Di tahun 2000, saya menyadari impian masuk PTN tinggallah mimpi. Saya tak menyia-nyiakan waktu hanya untuk menangis. Saya mulai menulis, meski hanya dengan modal mesin ketik.
Tanpa seorang mentor, saya terus mengajari diri sendiri. Beberapa di antaranya, nekad saya kirim ke redaksi majalah kesayangan di Jakarta. Saya tidak patah hati, meski saya belum beruntung saat itu.
Ibu memahami hobi menulis saya. Tanpa saya minta, didatangkanlah komputer bekas dan printer untuk saya gunakan.

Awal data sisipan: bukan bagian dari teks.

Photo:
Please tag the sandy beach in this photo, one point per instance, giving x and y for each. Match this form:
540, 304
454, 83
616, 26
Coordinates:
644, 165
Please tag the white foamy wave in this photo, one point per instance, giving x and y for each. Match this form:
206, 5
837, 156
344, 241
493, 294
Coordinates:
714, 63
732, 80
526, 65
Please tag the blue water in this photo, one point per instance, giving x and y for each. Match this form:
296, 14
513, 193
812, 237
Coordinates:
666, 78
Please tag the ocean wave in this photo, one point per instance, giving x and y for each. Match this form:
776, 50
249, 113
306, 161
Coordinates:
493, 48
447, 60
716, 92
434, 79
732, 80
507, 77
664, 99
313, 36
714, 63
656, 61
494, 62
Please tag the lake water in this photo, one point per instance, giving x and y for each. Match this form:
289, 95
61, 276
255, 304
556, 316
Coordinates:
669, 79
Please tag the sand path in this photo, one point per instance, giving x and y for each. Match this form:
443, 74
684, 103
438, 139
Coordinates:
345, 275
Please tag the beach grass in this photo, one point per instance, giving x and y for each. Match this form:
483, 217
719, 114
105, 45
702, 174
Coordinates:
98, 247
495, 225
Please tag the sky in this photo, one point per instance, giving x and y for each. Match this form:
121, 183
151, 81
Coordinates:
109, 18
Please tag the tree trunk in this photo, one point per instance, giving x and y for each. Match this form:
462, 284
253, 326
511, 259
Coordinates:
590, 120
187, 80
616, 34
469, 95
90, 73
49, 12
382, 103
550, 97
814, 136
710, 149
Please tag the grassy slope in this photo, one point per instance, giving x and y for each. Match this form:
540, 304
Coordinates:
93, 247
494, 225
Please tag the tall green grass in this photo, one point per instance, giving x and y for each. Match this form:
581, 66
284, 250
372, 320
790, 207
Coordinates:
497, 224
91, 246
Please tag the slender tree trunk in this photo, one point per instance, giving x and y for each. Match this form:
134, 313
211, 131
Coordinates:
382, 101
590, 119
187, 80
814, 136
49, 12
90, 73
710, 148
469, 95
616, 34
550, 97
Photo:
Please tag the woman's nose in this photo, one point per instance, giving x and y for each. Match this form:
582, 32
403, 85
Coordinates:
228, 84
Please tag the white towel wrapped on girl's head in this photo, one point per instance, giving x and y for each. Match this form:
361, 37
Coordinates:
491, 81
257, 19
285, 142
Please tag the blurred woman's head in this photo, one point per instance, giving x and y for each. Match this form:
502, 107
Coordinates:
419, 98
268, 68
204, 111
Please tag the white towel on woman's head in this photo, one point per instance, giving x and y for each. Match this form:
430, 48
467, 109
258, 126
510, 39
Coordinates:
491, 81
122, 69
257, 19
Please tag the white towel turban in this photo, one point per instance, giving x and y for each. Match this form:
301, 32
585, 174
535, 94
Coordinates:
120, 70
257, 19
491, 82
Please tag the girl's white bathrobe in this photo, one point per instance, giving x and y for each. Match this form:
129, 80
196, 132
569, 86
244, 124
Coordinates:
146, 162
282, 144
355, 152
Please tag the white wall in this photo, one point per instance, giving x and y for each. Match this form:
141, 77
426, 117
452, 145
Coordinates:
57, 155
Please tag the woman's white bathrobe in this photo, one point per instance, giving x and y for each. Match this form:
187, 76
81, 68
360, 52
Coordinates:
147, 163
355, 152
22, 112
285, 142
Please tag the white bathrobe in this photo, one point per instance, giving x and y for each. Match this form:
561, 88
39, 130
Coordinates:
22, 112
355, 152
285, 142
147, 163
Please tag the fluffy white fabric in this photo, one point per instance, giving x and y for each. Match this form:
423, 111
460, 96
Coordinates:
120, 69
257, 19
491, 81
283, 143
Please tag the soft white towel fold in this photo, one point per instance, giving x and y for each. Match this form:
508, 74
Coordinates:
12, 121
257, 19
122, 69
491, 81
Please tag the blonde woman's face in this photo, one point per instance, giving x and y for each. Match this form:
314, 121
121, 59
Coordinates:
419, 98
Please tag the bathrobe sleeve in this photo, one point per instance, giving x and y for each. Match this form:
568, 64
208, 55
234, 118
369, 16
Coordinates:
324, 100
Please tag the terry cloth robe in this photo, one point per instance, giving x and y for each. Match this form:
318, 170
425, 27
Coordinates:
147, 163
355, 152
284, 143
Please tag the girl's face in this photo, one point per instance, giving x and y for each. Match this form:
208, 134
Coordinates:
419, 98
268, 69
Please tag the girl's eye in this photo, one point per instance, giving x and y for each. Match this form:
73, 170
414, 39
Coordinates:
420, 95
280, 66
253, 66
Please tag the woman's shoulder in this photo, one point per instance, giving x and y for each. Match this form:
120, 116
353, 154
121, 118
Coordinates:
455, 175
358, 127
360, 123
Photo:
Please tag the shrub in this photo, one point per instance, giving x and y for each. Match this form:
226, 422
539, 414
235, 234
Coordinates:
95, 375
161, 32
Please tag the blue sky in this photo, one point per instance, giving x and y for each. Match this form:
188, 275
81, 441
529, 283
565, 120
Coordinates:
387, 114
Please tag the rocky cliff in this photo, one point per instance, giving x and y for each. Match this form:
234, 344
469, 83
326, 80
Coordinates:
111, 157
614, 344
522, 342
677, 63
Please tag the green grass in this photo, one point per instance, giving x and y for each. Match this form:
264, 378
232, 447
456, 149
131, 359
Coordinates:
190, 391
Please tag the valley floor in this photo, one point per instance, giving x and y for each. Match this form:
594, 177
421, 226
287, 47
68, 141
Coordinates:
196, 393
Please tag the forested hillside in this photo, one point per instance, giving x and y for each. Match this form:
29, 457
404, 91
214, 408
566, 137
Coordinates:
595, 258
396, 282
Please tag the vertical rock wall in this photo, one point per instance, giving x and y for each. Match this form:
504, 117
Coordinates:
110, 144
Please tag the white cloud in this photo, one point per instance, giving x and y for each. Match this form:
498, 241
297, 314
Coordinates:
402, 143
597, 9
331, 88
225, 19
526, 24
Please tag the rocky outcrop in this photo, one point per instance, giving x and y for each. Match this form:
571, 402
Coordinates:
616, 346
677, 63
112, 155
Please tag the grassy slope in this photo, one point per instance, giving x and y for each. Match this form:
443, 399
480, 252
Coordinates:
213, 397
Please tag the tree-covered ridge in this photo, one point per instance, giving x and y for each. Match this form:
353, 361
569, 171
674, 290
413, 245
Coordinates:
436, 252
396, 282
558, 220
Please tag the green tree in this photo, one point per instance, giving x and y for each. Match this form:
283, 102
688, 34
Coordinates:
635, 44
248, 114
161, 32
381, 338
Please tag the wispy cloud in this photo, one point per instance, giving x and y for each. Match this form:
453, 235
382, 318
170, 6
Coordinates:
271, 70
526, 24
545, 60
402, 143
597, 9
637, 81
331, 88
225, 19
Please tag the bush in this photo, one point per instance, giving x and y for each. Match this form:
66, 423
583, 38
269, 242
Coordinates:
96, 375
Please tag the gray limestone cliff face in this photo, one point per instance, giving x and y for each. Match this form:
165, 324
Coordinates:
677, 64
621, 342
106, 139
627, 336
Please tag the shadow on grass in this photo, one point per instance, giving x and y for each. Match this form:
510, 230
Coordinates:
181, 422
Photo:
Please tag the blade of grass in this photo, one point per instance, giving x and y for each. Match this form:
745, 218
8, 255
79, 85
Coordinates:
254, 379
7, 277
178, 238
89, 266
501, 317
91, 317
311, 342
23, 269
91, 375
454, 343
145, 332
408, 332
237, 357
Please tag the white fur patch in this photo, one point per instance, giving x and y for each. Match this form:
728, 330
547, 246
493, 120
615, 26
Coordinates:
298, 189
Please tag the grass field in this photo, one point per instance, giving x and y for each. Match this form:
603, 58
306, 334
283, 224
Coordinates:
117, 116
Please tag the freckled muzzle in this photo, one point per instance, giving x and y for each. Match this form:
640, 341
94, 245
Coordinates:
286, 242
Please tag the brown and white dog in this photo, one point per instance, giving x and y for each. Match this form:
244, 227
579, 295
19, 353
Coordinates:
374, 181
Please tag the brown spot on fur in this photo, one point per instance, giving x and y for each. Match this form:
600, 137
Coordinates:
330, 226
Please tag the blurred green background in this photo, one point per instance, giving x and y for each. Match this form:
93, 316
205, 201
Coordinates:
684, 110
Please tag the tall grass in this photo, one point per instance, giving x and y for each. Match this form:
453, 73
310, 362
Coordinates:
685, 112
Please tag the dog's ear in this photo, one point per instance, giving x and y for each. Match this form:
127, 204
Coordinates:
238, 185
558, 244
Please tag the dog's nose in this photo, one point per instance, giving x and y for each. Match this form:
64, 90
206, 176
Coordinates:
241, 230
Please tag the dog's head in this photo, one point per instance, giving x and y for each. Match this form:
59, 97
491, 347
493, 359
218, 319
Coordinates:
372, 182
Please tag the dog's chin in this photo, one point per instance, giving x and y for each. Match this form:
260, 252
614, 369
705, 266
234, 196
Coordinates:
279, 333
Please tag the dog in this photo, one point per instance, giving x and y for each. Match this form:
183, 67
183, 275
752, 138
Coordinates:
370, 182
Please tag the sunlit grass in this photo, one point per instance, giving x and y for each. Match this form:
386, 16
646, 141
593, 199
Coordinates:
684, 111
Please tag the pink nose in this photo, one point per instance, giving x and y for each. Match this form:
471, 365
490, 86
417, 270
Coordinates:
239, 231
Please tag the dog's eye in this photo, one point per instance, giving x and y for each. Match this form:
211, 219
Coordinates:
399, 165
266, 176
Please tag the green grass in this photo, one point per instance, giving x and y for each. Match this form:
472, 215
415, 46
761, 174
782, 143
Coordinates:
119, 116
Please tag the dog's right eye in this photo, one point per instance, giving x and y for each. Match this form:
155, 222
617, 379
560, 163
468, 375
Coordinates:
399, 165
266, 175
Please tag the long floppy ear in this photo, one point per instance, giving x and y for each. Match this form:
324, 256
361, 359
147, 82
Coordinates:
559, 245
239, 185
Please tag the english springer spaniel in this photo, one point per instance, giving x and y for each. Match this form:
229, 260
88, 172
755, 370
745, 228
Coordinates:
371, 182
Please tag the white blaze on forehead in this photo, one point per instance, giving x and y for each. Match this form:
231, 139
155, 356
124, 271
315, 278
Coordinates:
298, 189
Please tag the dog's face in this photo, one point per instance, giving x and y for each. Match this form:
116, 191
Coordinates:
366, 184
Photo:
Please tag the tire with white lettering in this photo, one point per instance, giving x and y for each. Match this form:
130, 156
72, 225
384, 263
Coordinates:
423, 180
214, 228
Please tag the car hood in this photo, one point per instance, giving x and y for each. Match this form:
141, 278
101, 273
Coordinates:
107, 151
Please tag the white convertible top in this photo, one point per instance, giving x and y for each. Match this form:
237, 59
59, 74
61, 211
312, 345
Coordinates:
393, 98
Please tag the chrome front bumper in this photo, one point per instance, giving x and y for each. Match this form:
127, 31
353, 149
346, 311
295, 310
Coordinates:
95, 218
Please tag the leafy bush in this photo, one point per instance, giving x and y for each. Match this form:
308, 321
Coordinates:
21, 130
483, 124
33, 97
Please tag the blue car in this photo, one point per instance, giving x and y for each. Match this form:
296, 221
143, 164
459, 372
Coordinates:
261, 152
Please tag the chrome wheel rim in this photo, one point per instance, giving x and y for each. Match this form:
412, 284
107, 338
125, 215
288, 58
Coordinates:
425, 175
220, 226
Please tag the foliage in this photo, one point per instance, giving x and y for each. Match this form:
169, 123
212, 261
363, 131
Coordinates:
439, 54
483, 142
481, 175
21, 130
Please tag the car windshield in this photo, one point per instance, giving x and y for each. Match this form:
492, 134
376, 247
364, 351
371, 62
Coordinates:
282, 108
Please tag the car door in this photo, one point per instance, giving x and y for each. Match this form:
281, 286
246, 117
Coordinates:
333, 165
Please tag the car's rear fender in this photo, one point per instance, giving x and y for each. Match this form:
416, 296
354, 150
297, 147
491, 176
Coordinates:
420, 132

Saya paling suka menulis cerpen, waktu itu. Tokoh cerita biasanya sepasang kekasih yang terjebak pada ego masing-masing.Â
Salah satunya yang masih saya ingat, sang lelaki mencintai kehidupan laut, sementara si gadis merasa trauma karena sang ayah tewas ditenggelamkan badai. Ia tidak ingin kekasihnya mengalami hal yang sama.
Tema lainnya yang juga memikat hati saya adalah kisah lelaki yang mendua hati akibat tak mempunyai keturunan dari istri sahnya. Klimaksnya, bagaimana lelaki ini menaklukkan hati kedua wanita, saat rahasianya terbongkar.
Entah mengapa saya tak suka memilih konflik kekerasan, persaingan, keserakahan atau permusuhan. Saya lebih suka jika batin, yang berkonflik!
Dari mata, aksara pun menjelma
Jika ditanya, mengapa ketika "melihat" suatu peristiwa, saya dapat menciptakan sebuah tulisan?
Menurut saya, hal tersebut disebabkan saya termasuk overthinking. Apa yang saya lihat, tidak dapat segera saya lupakan. Saya memikirkannya cukup intens. Berjam-jam, berhari-hari, bahkan berminggu-minggu.
Terkadang saya mendapat komplen dari suami. Saya begitu terbawa perasaan dan berlarut-larut mengingatnya. Baper!